恵那はその答えを受けて、僅かに前のめりになる。
「今、どこに居るか、知りませんか?」
「え、今? そりゃちょっと分からないな……」
分からないと言うよりも、そもそも玖珠葉は今日も大学へ来ていなかった。昨日に引き続きここ二日間大学を休んでいることを、この少女はどうやら知らないらしい。
遼平はそのことを伝える必要があるのかと一瞬思案した。
ここで自分が伝えなかったとしても、どの道誰かが答えてしまえば同じだ。それならば、ここで伝えておいて理由を聞いておいたほうがすっきりする。
「と言うか、その人今日は大学に来てないんじゃないかな」
「え……そう、なんですか?」
「俺、同じ講義受けてるけど今日は一度も姿見てないから。多分ね」
「そう、ですか……」
「ところで、その人に何か用事でもあったの?」
「あ……その……えーと……」
遼平の問いに、少女は視線をそらし、
「す、すみません! ありがとうございました!」
勢い良く頭を下げると、そのまま走り去ってしまう。
「あ、ちょっと――」
静止する声に意味も無く、その場に取り残された遼平は、頭をかきながら少女の背中を眺めた。
一体何だったのだろう。犬を探していたり、人を探していたり。探偵のようには見えなかったが、その手の関係者なのだろうか。結局、聞きたいことは聞けないままになってしまった。
「……」
ふと、昨日耀が言っていたことを思い出す。
行方不明者が出ていると言っていた。
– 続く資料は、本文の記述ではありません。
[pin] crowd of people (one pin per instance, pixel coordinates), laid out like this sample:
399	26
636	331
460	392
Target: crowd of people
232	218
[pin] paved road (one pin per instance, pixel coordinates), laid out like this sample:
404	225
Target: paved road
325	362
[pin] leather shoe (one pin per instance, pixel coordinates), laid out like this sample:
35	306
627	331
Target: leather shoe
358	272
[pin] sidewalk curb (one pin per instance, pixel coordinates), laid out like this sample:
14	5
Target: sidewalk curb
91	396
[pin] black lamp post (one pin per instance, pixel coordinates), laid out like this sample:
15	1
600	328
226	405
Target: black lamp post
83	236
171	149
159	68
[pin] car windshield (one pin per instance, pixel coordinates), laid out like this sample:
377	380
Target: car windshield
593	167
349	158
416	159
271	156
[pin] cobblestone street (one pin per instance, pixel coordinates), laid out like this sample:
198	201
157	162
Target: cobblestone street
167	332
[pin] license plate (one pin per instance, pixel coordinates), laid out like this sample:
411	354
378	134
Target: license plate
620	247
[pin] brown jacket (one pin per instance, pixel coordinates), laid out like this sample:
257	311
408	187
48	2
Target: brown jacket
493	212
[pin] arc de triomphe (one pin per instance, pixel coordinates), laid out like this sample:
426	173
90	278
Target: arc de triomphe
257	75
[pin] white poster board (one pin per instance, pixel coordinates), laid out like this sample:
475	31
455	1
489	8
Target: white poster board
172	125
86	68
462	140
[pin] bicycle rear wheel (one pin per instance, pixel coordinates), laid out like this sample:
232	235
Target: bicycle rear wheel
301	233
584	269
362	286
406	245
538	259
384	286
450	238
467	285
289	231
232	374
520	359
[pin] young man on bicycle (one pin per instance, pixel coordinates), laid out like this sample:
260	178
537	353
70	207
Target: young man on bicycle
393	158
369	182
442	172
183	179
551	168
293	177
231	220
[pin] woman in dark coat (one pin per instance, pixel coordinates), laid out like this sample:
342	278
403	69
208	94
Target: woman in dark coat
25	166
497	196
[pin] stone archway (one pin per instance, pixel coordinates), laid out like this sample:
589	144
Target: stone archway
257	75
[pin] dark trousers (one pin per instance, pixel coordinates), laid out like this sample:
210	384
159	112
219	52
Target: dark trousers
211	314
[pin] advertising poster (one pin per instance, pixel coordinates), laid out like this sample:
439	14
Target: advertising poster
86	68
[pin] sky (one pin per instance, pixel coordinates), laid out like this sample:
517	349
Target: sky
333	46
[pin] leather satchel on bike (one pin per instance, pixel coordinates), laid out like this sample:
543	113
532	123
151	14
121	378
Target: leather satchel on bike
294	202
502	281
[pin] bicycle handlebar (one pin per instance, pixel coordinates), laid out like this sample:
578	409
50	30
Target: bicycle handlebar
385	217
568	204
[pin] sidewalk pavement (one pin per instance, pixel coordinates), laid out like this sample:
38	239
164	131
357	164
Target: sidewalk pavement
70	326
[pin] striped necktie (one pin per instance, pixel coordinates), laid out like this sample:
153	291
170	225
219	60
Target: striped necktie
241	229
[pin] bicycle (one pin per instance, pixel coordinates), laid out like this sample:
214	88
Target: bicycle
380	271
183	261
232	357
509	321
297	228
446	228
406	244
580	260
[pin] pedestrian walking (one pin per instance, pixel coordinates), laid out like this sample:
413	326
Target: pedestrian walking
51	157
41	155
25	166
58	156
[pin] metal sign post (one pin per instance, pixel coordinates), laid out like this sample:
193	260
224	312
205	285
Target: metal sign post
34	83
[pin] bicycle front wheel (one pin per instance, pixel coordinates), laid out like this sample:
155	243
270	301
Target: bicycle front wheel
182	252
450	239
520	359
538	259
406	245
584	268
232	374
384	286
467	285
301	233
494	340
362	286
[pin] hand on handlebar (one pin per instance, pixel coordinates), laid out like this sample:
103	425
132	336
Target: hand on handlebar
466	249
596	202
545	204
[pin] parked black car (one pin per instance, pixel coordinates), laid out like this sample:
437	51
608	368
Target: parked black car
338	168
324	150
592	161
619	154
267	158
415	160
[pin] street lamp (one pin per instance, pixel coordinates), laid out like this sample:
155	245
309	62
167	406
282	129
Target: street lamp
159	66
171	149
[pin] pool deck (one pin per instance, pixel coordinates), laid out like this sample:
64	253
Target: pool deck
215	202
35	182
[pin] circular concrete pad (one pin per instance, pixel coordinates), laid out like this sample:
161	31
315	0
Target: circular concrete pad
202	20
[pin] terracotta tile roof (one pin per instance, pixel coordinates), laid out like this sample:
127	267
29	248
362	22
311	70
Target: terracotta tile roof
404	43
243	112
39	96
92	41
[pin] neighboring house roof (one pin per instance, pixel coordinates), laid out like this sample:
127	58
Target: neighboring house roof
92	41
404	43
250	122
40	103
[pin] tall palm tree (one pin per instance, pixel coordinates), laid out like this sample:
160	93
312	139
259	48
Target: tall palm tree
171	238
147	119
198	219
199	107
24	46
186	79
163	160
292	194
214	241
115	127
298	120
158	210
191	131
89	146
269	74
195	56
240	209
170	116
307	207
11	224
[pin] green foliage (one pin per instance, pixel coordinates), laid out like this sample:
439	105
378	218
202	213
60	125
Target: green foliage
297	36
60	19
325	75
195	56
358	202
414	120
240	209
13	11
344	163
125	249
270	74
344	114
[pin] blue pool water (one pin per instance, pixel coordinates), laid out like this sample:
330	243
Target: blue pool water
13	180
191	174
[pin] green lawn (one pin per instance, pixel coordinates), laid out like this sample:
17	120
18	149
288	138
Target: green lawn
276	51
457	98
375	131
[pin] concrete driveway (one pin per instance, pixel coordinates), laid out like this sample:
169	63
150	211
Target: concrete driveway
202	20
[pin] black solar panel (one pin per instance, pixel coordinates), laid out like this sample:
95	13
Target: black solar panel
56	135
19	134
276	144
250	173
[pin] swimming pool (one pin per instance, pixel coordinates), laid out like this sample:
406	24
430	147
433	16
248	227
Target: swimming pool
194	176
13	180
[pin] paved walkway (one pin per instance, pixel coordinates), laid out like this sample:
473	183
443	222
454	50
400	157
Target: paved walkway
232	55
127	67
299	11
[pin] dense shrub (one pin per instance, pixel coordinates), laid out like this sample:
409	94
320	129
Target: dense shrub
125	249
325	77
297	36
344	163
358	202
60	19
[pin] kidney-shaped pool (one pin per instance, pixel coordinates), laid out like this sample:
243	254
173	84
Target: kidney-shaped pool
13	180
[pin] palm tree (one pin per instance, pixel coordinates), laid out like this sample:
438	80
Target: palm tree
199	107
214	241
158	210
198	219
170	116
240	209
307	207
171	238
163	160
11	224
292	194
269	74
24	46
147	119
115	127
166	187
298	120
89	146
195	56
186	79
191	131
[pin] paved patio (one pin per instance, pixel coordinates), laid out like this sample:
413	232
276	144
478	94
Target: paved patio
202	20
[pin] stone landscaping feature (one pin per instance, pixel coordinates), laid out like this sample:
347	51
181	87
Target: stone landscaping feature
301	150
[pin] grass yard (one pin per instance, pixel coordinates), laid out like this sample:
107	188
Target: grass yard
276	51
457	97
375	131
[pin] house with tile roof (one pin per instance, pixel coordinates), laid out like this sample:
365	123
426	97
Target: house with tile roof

ろくな根拠もなく噂話未満の内容だったが、考えてみたらあいつはどこでその話を耳にしたのだろうか。
今まで一度も休んだこともなく、居なくなりそうな気配すら感じさせなかった学生が二日続けて休んでいる。そしてその学生を探す少女。行方不明者。
「……まさか、な……」
玖珠葉の番号を知っていれば携帯に掛けたのだろうが、あいにく遼平は番号を聞いてはいなかった。耀には恐らく聞くだけ無駄だろう。
妙な胸騒ぎを覚えながらも、そんなわけがないという思いも強い。
結局、現時点で気にしてもしょうがない、遼平はそう結論付けると心に釈然としない物を抱えたまま、サークルメンバーとの活動に参加するため歩き出した。